Nous, en tant que FENMUCARINAP, allons nous joindre à ce processus avec plus de puissance et plus de force. Ma proposition serait d’ouvrir nos cœurs, mais aussi d’ouvrir les portes de nos maisons dans différents pays à nos sœurs. Lorsque nous sommes en danger, nous pouvons nous installer dans un autre pays et y trouver asile. Nous voulons l’asile politique, mais sans renoncer à notre lutte. Ce que nous devons renforcer, c’est le sentiment d’appartenir à une même terre-mère, que nous soyons boliviennes, équatoriennes ou originaires de n’importe quel endroit d’Abya Yala. Nous ne devons jamais oublier de faire preuve de solidarité et de sororité entre nous.
L’autre proposition qui a été avancée est que ce grand événement, qui rassemble les différents sangs de toutes les races, soit transféré dans les différents pays où nous sommes venues participer. Toute la région andine était représentée ici, n’est-ce pas ? Le Pérou, l’Équateur, la Bolivie, le Venezuela et la Colombie. Il y a cinq pays dans la région andine que nous sommes en train de transformer.
Nos sœurs meurent. On nous tue parce que nous défendons la Pachamama. Il est donc de notre devoir de faire entendre notre voix. Et de toujours tisser des liens entre la jeunesse et la jeunesse accumulée. Nous ne nous qualifions pas de personnes âgées, mais de jeunesse accumulée. Ces liens doivent être tissés, car les jeunes nous donnent leur force, avec toute leur énergie et leur espièglerie. Et nous leur transmettons le savoir et la sagesse acquis au fil de notre parcours. Nous devons donc avancer ensemble avec toute cette force.
Fleurir malgré la guerre
Alors que la conférence s’achevait par un événement culturel public dans un parc près du lieu de la conférence, la musique s’éleva dans l’air de Bogotá.
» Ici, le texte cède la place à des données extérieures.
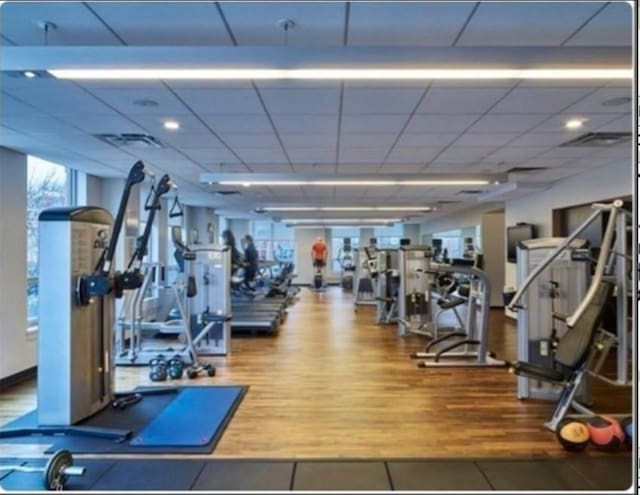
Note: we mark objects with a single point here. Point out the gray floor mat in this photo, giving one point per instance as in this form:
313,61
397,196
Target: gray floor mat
348,475
437,475
245,475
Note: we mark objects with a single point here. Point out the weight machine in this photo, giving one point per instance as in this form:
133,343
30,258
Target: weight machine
78,288
583,349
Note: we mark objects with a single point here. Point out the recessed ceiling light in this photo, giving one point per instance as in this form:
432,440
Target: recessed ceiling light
146,103
574,124
616,102
171,125
354,183
372,73
346,208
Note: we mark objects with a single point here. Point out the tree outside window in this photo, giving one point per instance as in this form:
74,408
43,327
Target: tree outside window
47,187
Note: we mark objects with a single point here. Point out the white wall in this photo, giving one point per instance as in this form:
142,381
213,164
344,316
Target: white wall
493,249
595,185
18,350
466,218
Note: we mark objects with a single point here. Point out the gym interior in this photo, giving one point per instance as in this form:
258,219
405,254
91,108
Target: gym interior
297,246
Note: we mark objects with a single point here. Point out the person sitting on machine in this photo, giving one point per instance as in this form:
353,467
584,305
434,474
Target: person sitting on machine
319,260
250,261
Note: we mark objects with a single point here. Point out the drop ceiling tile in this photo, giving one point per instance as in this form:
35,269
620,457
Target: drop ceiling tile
594,102
308,169
238,123
123,101
495,122
543,139
425,139
357,140
455,155
373,123
484,139
539,100
525,23
611,27
362,155
308,140
312,155
76,25
460,100
261,155
406,24
191,24
321,124
518,154
301,101
222,101
591,122
60,102
250,140
210,154
401,168
188,140
568,152
412,155
380,101
316,24
623,124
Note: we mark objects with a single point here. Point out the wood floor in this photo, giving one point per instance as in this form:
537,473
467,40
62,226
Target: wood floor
333,384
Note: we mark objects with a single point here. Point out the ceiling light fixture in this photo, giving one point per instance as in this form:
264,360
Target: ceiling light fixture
341,74
171,125
574,124
346,208
294,221
434,182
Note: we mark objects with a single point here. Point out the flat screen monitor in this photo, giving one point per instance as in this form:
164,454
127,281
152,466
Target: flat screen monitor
515,235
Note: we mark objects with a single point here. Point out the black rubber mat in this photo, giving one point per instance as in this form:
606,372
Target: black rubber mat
133,418
148,475
437,475
533,475
605,473
346,475
245,475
Les femmes s’étreignirent avant de partir pour les aéroports, les gares routières et les postes-frontières. Certaines retournaient dans des régions marquées par les conflits ou la répression. D’autres reprenaient leur travail d’organisation dans des contextes plus calmes mais tout aussi exigeants.
La devise restait en suspens : « Nous fleurirons, car la guerre ne peut détruire nos racines. » C’est à la fois une promesse et un défi. Fleurir ne nie pas la réalité de la violence ; cela affirme la continuité malgré elle. Après tout, les racines poussent sous terre, souvent invisibles. Elles s’entrelacent, se renforcent mutuellement et poussent vers le haut même après un incendie.
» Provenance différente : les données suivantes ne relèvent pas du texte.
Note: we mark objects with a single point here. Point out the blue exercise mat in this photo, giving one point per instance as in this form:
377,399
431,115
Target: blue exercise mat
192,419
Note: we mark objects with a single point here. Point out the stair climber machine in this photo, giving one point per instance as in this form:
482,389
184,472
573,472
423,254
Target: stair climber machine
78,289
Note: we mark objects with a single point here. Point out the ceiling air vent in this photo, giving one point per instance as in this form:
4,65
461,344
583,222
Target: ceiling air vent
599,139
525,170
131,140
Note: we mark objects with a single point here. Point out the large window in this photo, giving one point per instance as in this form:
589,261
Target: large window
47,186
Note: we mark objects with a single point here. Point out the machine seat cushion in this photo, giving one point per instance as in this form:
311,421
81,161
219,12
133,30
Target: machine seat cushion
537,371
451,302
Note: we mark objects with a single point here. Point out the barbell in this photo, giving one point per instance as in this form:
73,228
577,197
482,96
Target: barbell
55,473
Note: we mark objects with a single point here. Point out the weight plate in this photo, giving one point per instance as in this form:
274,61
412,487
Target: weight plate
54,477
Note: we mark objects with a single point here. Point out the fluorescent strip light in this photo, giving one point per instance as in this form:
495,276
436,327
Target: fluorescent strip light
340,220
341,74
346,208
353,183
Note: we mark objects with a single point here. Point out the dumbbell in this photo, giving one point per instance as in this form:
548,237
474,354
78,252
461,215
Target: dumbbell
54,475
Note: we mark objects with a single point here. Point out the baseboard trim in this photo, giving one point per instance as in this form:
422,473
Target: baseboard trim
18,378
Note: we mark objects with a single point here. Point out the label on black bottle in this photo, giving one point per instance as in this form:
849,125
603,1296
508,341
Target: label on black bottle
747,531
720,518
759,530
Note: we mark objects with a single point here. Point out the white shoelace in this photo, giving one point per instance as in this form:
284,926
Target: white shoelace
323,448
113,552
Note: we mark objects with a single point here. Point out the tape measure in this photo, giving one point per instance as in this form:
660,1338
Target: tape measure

À Bogotá, des femmes d’Abya Yala, du Kurdistan et d’ailleurs ont affirmé que leurs luttes étaient liées. Elles ont nommé les systèmes qui menacent la vie et se sont engagées à résister collectivement. Elles ont honoré leurs mortes, célébré leurs cultures et élaboré des plans pour l’avenir.
Dans un monde fracturé par l’exploitation et la guerre, elles ont choisi de tisser des liens.